Llevaba una hora esperando el autobús, su coche hacía cuatro días que se averió
dejándola en medio de la autovía tirada como una colilla. Una colilla.., por
una decrépita colilla se arrodillaría y se arrastraría como un gusano en un día
tan vulnerable. Había perdido la cuenta
de cuantos días, cuántas semanas, de cuántos meses llevaba sin dar una sola
calada de nicotina. Se había jactado de haber superado las semanas más
difíciles, de haber rebasado los primeros meses de abstinencia y haber, de
hecho, transitado ya varias etapas de esa carrera de fondo, de ese viaje al
tártaro de sí misma. Cuanto parecía en
este momento necesitar un cigarrillo, un dopaje rápido, sutil, que parcheara
todo ese vacío, tonto e inútil, pero vacío vertiginoso.
Subió la mirada, por fin llegó el autobús que le sacaría de
ese puto pueblo donde se había mudado, bajo la inmutable y extraña mirada de
aquellos enormes picos graníticos a los cuales ella también clavaba la mirada,
al tiempo que se preguntaba qué tipo de experiencias viviría en aquel lugar.
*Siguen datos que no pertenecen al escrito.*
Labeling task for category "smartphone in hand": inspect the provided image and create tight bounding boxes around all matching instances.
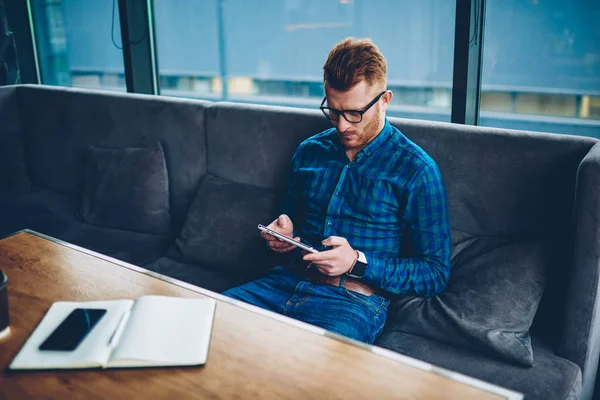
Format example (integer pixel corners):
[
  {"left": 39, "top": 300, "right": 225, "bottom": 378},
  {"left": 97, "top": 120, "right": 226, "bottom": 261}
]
[{"left": 258, "top": 224, "right": 319, "bottom": 253}]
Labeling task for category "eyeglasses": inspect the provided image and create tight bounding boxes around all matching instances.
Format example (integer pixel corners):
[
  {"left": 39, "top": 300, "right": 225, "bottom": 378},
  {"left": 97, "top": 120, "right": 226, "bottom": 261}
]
[{"left": 319, "top": 90, "right": 387, "bottom": 124}]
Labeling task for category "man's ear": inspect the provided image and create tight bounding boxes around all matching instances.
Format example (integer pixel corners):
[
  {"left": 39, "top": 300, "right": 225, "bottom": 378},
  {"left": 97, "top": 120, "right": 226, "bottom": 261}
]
[{"left": 381, "top": 90, "right": 394, "bottom": 111}]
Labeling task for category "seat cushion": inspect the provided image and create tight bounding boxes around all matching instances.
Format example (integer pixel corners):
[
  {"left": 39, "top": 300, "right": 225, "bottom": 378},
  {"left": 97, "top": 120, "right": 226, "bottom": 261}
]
[
  {"left": 375, "top": 331, "right": 581, "bottom": 400},
  {"left": 0, "top": 187, "right": 171, "bottom": 265},
  {"left": 386, "top": 236, "right": 549, "bottom": 367},
  {"left": 81, "top": 143, "right": 171, "bottom": 234}
]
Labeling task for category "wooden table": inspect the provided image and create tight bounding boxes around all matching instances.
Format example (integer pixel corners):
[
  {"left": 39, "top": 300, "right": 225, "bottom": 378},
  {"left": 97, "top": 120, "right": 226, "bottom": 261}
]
[{"left": 0, "top": 230, "right": 522, "bottom": 399}]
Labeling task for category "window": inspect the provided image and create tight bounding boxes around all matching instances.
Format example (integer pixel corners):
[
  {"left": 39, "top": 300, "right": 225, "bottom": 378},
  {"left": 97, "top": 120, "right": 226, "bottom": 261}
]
[
  {"left": 31, "top": 0, "right": 126, "bottom": 91},
  {"left": 154, "top": 0, "right": 456, "bottom": 121},
  {"left": 480, "top": 0, "right": 600, "bottom": 137}
]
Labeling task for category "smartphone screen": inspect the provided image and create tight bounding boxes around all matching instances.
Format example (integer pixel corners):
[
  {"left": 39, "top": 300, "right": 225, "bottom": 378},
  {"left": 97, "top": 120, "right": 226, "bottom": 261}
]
[{"left": 40, "top": 308, "right": 106, "bottom": 351}]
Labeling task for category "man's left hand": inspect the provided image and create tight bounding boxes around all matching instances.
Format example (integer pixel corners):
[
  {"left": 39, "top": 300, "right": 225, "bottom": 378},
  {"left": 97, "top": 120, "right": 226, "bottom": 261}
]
[{"left": 302, "top": 236, "right": 358, "bottom": 276}]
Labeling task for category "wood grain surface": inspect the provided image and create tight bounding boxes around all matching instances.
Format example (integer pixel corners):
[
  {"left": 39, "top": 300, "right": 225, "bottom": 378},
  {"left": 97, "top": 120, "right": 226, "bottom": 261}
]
[{"left": 0, "top": 232, "right": 506, "bottom": 399}]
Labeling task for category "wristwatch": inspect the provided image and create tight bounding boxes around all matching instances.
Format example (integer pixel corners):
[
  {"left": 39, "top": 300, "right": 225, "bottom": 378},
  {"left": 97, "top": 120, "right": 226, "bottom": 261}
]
[{"left": 346, "top": 250, "right": 367, "bottom": 279}]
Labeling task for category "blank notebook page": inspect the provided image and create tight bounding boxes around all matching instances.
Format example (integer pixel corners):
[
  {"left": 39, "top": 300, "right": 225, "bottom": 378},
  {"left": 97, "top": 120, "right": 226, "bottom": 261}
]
[{"left": 111, "top": 296, "right": 215, "bottom": 366}]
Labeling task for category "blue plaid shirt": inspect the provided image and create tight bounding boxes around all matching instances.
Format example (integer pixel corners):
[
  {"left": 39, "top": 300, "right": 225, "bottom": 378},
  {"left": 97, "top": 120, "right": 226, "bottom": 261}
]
[{"left": 282, "top": 120, "right": 451, "bottom": 296}]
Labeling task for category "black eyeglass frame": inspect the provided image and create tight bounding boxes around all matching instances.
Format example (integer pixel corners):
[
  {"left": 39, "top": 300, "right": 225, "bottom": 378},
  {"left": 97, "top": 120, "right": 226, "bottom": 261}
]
[{"left": 319, "top": 90, "right": 387, "bottom": 124}]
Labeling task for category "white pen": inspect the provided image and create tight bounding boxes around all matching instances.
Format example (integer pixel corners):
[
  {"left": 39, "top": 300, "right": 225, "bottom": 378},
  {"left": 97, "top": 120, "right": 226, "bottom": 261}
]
[{"left": 108, "top": 311, "right": 129, "bottom": 347}]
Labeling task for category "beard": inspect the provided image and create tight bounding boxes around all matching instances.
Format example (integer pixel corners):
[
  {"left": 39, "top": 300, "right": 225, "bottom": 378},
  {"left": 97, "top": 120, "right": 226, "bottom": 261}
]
[{"left": 338, "top": 104, "right": 380, "bottom": 150}]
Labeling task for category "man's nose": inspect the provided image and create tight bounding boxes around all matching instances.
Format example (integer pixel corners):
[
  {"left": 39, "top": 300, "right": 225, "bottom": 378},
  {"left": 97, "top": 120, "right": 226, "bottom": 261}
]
[{"left": 336, "top": 115, "right": 350, "bottom": 132}]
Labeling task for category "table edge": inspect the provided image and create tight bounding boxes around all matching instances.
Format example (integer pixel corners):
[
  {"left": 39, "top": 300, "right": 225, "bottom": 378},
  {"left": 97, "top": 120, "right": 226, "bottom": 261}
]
[{"left": 0, "top": 229, "right": 523, "bottom": 400}]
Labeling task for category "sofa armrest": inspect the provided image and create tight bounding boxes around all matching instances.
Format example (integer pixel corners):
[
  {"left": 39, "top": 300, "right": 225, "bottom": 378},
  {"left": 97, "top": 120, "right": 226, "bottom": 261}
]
[{"left": 557, "top": 143, "right": 600, "bottom": 399}]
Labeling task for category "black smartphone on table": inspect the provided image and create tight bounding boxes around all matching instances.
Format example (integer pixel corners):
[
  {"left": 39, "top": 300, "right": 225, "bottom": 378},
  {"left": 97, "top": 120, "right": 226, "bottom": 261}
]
[{"left": 39, "top": 308, "right": 106, "bottom": 351}]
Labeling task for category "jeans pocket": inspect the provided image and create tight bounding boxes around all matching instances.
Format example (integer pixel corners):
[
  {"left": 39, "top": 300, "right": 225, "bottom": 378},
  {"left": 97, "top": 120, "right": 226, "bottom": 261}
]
[{"left": 343, "top": 288, "right": 389, "bottom": 316}]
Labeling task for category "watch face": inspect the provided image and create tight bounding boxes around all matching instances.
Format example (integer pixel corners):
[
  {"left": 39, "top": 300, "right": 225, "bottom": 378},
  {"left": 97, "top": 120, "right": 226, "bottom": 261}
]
[{"left": 350, "top": 261, "right": 367, "bottom": 277}]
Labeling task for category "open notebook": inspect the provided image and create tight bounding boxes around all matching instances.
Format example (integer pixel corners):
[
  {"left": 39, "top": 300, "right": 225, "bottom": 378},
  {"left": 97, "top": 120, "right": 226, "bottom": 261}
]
[{"left": 8, "top": 296, "right": 216, "bottom": 370}]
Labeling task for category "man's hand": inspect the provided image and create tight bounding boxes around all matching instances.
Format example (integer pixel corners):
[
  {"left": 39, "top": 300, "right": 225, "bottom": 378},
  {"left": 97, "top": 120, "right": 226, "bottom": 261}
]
[
  {"left": 260, "top": 214, "right": 300, "bottom": 253},
  {"left": 302, "top": 236, "right": 358, "bottom": 276}
]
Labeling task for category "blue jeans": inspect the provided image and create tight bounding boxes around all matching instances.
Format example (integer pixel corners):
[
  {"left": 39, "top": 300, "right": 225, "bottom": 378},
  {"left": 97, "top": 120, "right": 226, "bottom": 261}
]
[{"left": 223, "top": 267, "right": 389, "bottom": 343}]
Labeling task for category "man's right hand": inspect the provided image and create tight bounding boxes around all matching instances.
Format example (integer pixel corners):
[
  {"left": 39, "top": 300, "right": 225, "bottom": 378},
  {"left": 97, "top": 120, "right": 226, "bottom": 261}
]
[{"left": 260, "top": 214, "right": 300, "bottom": 253}]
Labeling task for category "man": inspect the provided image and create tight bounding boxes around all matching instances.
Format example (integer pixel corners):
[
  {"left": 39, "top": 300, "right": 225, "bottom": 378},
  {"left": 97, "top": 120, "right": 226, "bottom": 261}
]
[{"left": 224, "top": 38, "right": 450, "bottom": 343}]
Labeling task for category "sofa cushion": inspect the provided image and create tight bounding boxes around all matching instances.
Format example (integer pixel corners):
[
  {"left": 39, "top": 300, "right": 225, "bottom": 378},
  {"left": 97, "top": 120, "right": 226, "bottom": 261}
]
[
  {"left": 0, "top": 87, "right": 30, "bottom": 192},
  {"left": 19, "top": 85, "right": 212, "bottom": 230},
  {"left": 386, "top": 236, "right": 548, "bottom": 366},
  {"left": 81, "top": 144, "right": 171, "bottom": 234},
  {"left": 0, "top": 187, "right": 171, "bottom": 265},
  {"left": 144, "top": 251, "right": 256, "bottom": 293},
  {"left": 57, "top": 219, "right": 172, "bottom": 265},
  {"left": 177, "top": 175, "right": 277, "bottom": 271},
  {"left": 375, "top": 331, "right": 581, "bottom": 400}
]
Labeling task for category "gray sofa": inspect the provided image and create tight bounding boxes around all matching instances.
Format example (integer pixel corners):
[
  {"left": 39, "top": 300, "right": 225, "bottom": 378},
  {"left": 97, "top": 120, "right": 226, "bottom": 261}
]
[{"left": 0, "top": 85, "right": 600, "bottom": 399}]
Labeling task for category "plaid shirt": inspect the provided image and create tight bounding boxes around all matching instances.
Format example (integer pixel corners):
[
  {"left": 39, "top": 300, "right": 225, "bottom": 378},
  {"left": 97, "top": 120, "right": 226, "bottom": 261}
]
[{"left": 282, "top": 120, "right": 451, "bottom": 296}]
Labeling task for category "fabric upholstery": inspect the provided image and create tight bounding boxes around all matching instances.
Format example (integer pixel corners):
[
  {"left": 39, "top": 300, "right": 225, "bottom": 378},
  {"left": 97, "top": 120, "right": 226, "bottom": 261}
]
[
  {"left": 19, "top": 85, "right": 211, "bottom": 231},
  {"left": 387, "top": 237, "right": 549, "bottom": 367},
  {"left": 0, "top": 86, "right": 30, "bottom": 191},
  {"left": 375, "top": 331, "right": 581, "bottom": 400},
  {"left": 177, "top": 175, "right": 278, "bottom": 271},
  {"left": 0, "top": 186, "right": 77, "bottom": 237},
  {"left": 557, "top": 143, "right": 600, "bottom": 398},
  {"left": 144, "top": 249, "right": 256, "bottom": 292},
  {"left": 206, "top": 103, "right": 331, "bottom": 190},
  {"left": 390, "top": 118, "right": 597, "bottom": 345},
  {"left": 81, "top": 144, "right": 171, "bottom": 235},
  {"left": 0, "top": 187, "right": 172, "bottom": 265}
]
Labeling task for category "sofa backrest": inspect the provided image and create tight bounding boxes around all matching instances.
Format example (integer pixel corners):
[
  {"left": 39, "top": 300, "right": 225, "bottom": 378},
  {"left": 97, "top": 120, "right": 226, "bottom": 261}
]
[
  {"left": 206, "top": 103, "right": 598, "bottom": 368},
  {"left": 206, "top": 102, "right": 331, "bottom": 191},
  {"left": 0, "top": 86, "right": 29, "bottom": 192},
  {"left": 391, "top": 119, "right": 598, "bottom": 340},
  {"left": 18, "top": 85, "right": 211, "bottom": 229}
]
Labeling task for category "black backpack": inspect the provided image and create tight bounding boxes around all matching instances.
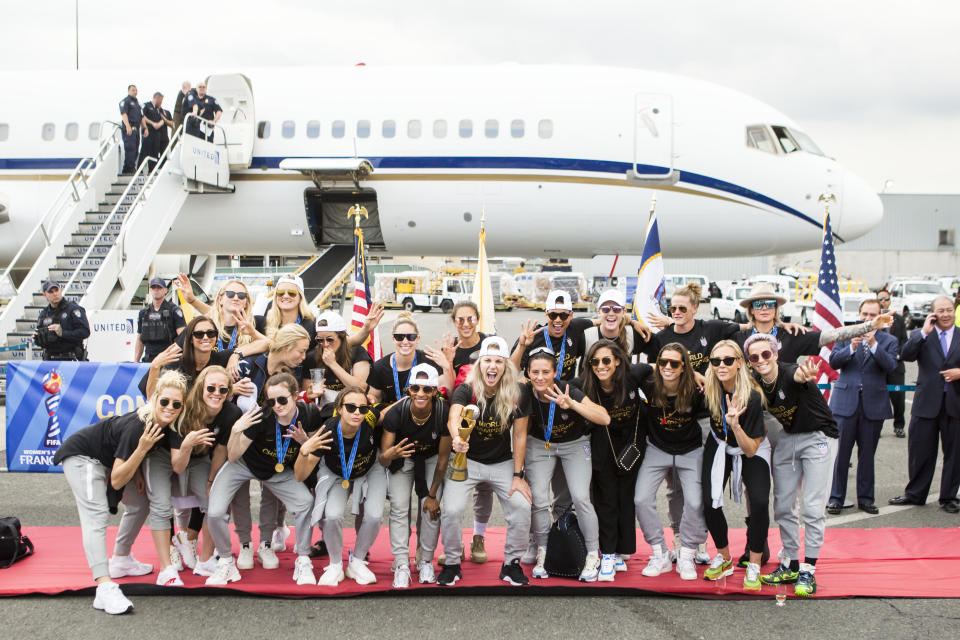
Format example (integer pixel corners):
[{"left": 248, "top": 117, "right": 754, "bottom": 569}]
[
  {"left": 543, "top": 509, "right": 587, "bottom": 578},
  {"left": 0, "top": 517, "right": 33, "bottom": 569}
]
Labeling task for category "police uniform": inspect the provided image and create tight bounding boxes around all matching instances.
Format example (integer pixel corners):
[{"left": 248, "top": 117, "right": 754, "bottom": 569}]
[
  {"left": 34, "top": 299, "right": 90, "bottom": 360},
  {"left": 120, "top": 96, "right": 143, "bottom": 173},
  {"left": 137, "top": 300, "right": 187, "bottom": 362}
]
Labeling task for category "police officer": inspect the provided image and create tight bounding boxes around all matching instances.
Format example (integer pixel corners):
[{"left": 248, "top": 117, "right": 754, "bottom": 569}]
[
  {"left": 120, "top": 84, "right": 143, "bottom": 175},
  {"left": 33, "top": 280, "right": 90, "bottom": 360},
  {"left": 133, "top": 278, "right": 187, "bottom": 362}
]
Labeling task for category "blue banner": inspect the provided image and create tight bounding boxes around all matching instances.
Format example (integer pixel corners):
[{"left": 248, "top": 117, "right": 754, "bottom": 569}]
[{"left": 6, "top": 361, "right": 150, "bottom": 473}]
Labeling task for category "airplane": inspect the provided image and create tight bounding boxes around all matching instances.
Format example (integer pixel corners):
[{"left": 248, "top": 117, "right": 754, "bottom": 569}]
[{"left": 0, "top": 64, "right": 882, "bottom": 266}]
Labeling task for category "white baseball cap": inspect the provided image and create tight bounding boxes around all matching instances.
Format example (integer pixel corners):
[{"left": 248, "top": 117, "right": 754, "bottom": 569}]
[
  {"left": 544, "top": 289, "right": 573, "bottom": 311},
  {"left": 317, "top": 311, "right": 347, "bottom": 331}
]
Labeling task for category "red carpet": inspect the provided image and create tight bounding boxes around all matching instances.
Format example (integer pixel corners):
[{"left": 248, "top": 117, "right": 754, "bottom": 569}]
[{"left": 0, "top": 527, "right": 960, "bottom": 598}]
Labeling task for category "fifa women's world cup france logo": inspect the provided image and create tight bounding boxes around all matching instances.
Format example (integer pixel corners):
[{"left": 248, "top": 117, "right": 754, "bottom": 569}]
[{"left": 43, "top": 369, "right": 63, "bottom": 450}]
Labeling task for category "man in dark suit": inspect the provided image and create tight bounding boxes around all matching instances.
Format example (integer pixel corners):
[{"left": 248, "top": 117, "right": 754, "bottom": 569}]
[
  {"left": 877, "top": 287, "right": 907, "bottom": 438},
  {"left": 890, "top": 296, "right": 960, "bottom": 513},
  {"left": 827, "top": 300, "right": 899, "bottom": 514}
]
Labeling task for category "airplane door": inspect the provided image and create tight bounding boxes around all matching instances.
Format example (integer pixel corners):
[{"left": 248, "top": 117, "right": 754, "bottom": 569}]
[
  {"left": 207, "top": 73, "right": 257, "bottom": 169},
  {"left": 628, "top": 93, "right": 678, "bottom": 184}
]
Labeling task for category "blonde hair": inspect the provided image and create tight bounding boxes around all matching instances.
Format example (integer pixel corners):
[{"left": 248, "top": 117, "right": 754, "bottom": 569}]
[
  {"left": 704, "top": 340, "right": 767, "bottom": 421},
  {"left": 466, "top": 353, "right": 520, "bottom": 430},
  {"left": 137, "top": 370, "right": 187, "bottom": 432}
]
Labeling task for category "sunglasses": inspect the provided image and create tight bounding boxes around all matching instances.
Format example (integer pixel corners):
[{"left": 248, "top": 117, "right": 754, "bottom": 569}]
[
  {"left": 407, "top": 384, "right": 437, "bottom": 393},
  {"left": 747, "top": 349, "right": 773, "bottom": 363},
  {"left": 342, "top": 402, "right": 370, "bottom": 413}
]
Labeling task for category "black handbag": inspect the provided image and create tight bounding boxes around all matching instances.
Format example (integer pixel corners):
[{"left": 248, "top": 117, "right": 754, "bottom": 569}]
[
  {"left": 0, "top": 517, "right": 33, "bottom": 569},
  {"left": 543, "top": 510, "right": 587, "bottom": 578}
]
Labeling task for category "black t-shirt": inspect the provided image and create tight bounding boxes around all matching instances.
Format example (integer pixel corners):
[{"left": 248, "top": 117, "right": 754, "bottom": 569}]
[
  {"left": 383, "top": 400, "right": 450, "bottom": 458},
  {"left": 367, "top": 349, "right": 444, "bottom": 404},
  {"left": 710, "top": 391, "right": 767, "bottom": 447},
  {"left": 643, "top": 320, "right": 740, "bottom": 374},
  {"left": 243, "top": 402, "right": 323, "bottom": 480},
  {"left": 523, "top": 382, "right": 593, "bottom": 442},
  {"left": 450, "top": 383, "right": 530, "bottom": 464},
  {"left": 754, "top": 362, "right": 840, "bottom": 438}
]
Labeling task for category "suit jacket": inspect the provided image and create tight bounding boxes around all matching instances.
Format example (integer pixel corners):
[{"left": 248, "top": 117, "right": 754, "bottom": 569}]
[
  {"left": 900, "top": 327, "right": 960, "bottom": 418},
  {"left": 830, "top": 331, "right": 898, "bottom": 420}
]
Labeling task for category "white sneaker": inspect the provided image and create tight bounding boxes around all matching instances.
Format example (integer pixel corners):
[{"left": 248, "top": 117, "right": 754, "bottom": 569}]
[
  {"left": 264, "top": 526, "right": 290, "bottom": 552},
  {"left": 393, "top": 564, "right": 410, "bottom": 589},
  {"left": 580, "top": 552, "right": 600, "bottom": 582},
  {"left": 317, "top": 562, "right": 343, "bottom": 587},
  {"left": 170, "top": 531, "right": 197, "bottom": 571},
  {"left": 677, "top": 547, "right": 697, "bottom": 580},
  {"left": 597, "top": 553, "right": 617, "bottom": 582},
  {"left": 521, "top": 547, "right": 550, "bottom": 578},
  {"left": 641, "top": 544, "right": 673, "bottom": 578},
  {"left": 93, "top": 582, "right": 133, "bottom": 616},
  {"left": 294, "top": 547, "right": 317, "bottom": 584},
  {"left": 193, "top": 555, "right": 217, "bottom": 577},
  {"left": 157, "top": 565, "right": 183, "bottom": 587},
  {"left": 257, "top": 542, "right": 280, "bottom": 569},
  {"left": 344, "top": 553, "right": 377, "bottom": 584},
  {"left": 237, "top": 544, "right": 253, "bottom": 571},
  {"left": 104, "top": 554, "right": 153, "bottom": 584},
  {"left": 206, "top": 556, "right": 240, "bottom": 586},
  {"left": 418, "top": 562, "right": 437, "bottom": 584}
]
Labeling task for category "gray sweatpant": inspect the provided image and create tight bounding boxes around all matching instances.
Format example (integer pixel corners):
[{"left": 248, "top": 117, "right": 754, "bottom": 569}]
[
  {"left": 207, "top": 460, "right": 313, "bottom": 558},
  {"left": 773, "top": 431, "right": 837, "bottom": 560},
  {"left": 524, "top": 436, "right": 600, "bottom": 553},
  {"left": 386, "top": 456, "right": 443, "bottom": 567},
  {"left": 440, "top": 458, "right": 530, "bottom": 565},
  {"left": 633, "top": 440, "right": 707, "bottom": 549},
  {"left": 63, "top": 456, "right": 149, "bottom": 580}
]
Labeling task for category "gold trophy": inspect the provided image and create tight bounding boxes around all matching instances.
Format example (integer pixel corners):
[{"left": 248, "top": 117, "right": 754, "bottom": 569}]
[{"left": 448, "top": 404, "right": 480, "bottom": 482}]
Todo estaba por descubrirse, un nuevo lugar, naturaleza, proyectos, era de
hecho, el lugar que ella había elegido para instalar su nueva etapa vital, sin
embargo, los días frágiles crecían como sombras, y si cerraba los ojos, podía
sentir sobrevolar a buitres hambrientos que acechaban y amenazaban con
devorarle el corazón. Tenía miedo.
Nadie comprendería su miedo, porque a nadie se lo confesaba.
Su miedo tenía origen en sus propias entrañas, y no había demasiados recursos
mentales para hacerle frente. Sólo quedaba respirarlo abdominalmente e irlo
pasando, como esas cosas inexorables que a cada uno le tocan.
Y se sentó a esperar, en el filo de la resistencia, en algún
rincón poco visible donde no fuese juzgada. Se mantendría hundida entre
nenúfares y musgos, quizás expuesta a la mordedura de las serpientes, pero
decidió quedarse allí, en silencio, y con el corazón silente, como la madre que
aguarda, el regreso de sus amados hijos.